Cette revendication, lue dans Attajdid du 14 juillet, démontre encore une fois (si besoin était) la redoutable cohérence de nos islamistes : la consommation d’alcool est interdite aux Marocains musulmans ; donc il faut appliquer la loi et réprimer les buveurs, quelle que soit la quantité d’alcool consommée...
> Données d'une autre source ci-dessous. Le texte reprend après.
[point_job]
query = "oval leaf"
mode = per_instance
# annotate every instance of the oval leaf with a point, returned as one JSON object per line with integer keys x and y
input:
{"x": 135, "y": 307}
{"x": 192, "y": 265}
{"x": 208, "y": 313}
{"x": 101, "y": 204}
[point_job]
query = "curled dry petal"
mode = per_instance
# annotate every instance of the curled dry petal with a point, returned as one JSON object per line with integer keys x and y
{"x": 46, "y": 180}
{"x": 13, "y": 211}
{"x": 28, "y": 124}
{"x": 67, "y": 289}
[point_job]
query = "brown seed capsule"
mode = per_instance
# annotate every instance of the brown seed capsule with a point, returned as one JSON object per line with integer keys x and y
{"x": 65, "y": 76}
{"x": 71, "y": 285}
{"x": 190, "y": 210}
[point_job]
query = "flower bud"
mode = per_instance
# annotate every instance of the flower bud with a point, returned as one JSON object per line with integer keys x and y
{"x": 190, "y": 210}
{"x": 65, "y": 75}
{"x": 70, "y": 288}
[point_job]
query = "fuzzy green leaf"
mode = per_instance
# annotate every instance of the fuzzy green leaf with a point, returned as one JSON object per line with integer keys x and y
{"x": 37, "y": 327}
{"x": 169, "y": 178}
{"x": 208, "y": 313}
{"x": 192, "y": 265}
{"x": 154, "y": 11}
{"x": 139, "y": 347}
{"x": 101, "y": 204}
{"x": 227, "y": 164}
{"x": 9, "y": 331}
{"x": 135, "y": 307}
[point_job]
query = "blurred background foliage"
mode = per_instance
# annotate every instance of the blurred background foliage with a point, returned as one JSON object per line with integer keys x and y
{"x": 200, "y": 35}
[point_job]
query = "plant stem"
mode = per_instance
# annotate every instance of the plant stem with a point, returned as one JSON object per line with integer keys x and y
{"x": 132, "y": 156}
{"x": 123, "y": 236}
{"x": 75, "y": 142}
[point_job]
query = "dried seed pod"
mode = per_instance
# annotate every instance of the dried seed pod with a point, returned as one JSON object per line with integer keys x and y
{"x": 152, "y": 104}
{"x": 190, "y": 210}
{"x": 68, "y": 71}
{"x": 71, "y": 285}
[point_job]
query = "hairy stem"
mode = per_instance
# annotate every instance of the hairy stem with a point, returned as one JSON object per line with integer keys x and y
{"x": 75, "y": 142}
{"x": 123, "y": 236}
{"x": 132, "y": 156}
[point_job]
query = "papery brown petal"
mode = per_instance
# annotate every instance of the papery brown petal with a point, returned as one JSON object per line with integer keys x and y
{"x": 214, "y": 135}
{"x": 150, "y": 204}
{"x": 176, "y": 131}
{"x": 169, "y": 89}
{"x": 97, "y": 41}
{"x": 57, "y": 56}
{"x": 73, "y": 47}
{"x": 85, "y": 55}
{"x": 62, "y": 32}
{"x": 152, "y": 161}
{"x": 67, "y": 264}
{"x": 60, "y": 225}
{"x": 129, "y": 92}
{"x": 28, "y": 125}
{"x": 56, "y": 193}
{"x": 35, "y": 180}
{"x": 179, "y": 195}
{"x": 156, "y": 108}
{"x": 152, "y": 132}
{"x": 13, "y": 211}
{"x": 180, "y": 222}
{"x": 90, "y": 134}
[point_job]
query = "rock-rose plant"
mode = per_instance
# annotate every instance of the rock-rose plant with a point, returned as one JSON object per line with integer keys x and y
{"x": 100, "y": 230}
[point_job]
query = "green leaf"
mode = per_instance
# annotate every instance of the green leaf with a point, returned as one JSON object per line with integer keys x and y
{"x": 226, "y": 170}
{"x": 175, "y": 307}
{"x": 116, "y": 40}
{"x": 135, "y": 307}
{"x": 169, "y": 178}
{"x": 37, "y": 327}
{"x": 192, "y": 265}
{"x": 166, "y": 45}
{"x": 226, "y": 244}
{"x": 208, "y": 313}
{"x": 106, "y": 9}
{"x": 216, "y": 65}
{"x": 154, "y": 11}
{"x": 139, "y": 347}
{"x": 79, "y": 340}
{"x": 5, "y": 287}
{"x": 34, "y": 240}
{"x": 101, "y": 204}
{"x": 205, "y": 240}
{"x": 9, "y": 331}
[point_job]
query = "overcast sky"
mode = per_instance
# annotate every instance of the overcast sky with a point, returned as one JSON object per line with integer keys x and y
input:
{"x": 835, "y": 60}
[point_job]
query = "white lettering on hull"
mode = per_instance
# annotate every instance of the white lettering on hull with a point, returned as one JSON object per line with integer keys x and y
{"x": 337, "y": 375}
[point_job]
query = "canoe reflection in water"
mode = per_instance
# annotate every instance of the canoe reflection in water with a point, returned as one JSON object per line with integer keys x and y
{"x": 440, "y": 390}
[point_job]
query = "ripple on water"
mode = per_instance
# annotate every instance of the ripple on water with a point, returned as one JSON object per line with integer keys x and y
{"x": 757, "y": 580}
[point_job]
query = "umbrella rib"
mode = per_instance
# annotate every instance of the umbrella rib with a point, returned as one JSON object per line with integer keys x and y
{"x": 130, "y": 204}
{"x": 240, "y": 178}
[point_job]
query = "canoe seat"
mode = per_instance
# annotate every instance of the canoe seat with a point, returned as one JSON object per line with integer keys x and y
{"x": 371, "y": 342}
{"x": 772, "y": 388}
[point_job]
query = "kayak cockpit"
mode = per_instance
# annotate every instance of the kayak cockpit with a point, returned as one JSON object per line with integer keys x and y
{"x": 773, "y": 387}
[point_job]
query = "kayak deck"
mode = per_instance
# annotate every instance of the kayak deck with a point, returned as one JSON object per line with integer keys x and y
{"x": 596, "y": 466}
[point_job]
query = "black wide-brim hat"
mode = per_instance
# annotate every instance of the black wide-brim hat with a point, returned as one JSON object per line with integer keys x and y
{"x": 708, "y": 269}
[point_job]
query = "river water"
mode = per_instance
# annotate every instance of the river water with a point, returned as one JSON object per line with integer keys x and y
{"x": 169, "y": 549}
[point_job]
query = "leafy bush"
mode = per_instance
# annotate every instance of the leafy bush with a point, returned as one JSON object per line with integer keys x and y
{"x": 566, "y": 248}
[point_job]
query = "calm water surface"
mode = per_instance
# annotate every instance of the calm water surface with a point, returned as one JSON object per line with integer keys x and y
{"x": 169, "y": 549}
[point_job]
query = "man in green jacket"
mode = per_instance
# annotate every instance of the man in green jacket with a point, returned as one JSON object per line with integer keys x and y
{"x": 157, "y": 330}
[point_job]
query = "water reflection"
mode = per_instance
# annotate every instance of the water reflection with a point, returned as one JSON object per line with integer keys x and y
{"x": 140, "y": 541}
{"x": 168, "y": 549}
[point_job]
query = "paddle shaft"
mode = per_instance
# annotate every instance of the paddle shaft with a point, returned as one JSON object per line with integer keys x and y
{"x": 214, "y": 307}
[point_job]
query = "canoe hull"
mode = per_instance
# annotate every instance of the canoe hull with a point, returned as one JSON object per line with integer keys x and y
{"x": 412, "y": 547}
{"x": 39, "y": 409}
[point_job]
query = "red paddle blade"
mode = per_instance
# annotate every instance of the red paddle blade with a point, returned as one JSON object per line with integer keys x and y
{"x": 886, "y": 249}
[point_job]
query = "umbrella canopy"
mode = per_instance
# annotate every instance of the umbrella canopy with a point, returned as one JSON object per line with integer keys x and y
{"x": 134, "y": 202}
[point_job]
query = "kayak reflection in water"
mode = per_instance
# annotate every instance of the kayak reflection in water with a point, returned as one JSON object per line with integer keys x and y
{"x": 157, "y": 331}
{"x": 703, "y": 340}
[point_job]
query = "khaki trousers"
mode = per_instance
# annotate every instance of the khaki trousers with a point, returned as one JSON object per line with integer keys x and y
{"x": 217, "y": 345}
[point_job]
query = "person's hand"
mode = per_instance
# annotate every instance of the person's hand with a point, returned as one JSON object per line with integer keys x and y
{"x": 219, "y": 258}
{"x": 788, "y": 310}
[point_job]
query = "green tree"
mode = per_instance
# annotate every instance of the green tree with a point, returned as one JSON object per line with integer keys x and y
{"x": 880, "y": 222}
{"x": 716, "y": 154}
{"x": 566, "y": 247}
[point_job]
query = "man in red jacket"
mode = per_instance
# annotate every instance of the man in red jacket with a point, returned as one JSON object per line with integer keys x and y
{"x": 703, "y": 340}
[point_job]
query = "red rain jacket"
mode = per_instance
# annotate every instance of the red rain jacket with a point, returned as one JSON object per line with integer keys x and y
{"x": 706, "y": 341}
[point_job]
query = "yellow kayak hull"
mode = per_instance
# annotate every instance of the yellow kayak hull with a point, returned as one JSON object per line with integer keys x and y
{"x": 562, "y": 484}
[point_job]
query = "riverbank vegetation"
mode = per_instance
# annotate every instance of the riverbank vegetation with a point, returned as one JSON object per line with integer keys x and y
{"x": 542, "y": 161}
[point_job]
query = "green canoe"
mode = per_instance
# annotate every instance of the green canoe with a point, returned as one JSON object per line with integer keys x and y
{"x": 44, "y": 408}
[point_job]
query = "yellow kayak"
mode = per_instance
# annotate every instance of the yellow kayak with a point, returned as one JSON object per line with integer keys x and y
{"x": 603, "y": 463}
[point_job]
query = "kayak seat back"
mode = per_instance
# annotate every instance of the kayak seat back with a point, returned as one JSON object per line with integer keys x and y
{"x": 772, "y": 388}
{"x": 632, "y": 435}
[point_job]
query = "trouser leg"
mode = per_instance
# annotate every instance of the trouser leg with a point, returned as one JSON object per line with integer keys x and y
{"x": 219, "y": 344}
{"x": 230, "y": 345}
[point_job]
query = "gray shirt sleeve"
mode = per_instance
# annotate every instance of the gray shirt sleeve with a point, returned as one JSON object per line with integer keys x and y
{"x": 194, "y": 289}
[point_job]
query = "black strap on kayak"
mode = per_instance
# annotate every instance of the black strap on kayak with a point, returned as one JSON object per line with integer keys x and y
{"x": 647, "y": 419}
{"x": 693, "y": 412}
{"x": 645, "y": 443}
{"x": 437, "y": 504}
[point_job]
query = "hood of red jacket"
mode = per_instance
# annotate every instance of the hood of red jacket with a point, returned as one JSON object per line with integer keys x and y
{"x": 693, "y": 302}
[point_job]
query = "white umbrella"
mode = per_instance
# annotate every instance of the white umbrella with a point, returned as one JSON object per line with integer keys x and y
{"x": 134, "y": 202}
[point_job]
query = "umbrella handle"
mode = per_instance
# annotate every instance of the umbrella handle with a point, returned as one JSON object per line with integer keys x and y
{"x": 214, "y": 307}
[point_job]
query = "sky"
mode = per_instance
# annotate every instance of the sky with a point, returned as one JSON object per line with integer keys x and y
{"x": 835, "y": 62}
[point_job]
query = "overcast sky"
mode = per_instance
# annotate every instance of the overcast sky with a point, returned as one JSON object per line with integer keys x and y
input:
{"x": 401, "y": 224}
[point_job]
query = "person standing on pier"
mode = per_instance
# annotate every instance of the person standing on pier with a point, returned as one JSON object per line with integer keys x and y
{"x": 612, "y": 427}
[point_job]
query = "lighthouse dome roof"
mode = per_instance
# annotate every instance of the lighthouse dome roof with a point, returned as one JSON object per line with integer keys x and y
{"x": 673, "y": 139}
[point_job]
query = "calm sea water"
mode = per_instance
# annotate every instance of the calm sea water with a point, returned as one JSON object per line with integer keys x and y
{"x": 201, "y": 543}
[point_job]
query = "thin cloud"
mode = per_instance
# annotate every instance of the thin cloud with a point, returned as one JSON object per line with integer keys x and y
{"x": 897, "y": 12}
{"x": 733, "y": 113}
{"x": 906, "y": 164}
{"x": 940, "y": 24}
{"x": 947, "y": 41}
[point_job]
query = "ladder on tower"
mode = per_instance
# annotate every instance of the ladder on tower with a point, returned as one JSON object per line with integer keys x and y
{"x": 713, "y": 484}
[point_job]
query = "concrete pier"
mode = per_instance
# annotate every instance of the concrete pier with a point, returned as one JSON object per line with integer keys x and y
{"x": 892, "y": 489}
Sauf que le dahir de 1967, qui fait autorité en la matière, n’interdit pas la consommation d’alcool, mais "l’ivresse publique" (assoukr al âlani). Si on est dans sa voiture sur une route, on est "en public", pas de doute. Mais quand doit-on être considéré comme "ivre" (sekran) ? Le dahir ne le dit pas. L’alcootest tranchera-t-il ? Hélas non. Une circulaire ne peut en aucun cas abroger un dahir royal. Autrement dit, si un conducteur "testé" a moins d’alcool dans la sang que le seuil autorisé, il ne sera pas en infraction vis-à-vis de la circulaire du ministère des Transports, mais il sera quand même en infraction vis-à-vis du dahir de 67… si l’agent de police décide que c’est le cas, sa marge d’arbitraire en la matière restant totale. Pour sortir de ce cul de sac, il n’y a qu’un seul moyen : préciser. Pondre un texte quelconque ayant valeur légale, stipulant que boire de l’alcool n’est interdit que si le buveur devient – critères précis à l’appui, et l’alcootest en sera un – une menace pour autrui, qu’il soit au volant ou pas. Ce qui voudrait dire, en creux, que boire modérément en public deviendrait légal… y compris pour les musulmans.
C’est là qu’on change de dimension. De technique, la question devient politique. L’état est "musulman", c’est la Constitution qui le dit. à moins d’être juif (ce n’est le cas que de quelques milliers), un Marocain n’a donc pas le droit de boire de l’alcool, ni d’avoir des relations sexuelles hors mariage – ça a valeur de dogme. Un dogme violé plusieurs millions de fois par jour, évidemment. Mais cela ne dérange personne, tant l’hypocrisie, chez nous, tient lieu de système de gouvernance. Et tant pis si ce système ridiculise la loi. Comment respecter une loi, en effet si, à force d’hypocrisie, elle ne se respecte pas elle-même ? Vous me voyez venir, je vais donc aller directement à la (sempiternelle) conclusion : le Maroc doit devenir un état laïc. Il l’est déjà dans les faits, et vu l’hypocrisie ambiante, cela fait de tous les Marocains (ou presque) des hors-la-loi. C’est une anomalie qu’il faudra bien corriger un jour ou l’autre – quitte à changer de cadre politique.

À part ça, vive la prévention routière et bon vent à l’alcootest ! à défaut de nous rendre moins hypocrites, il nous permettra de rester vivants. C’est déjà beaucoup.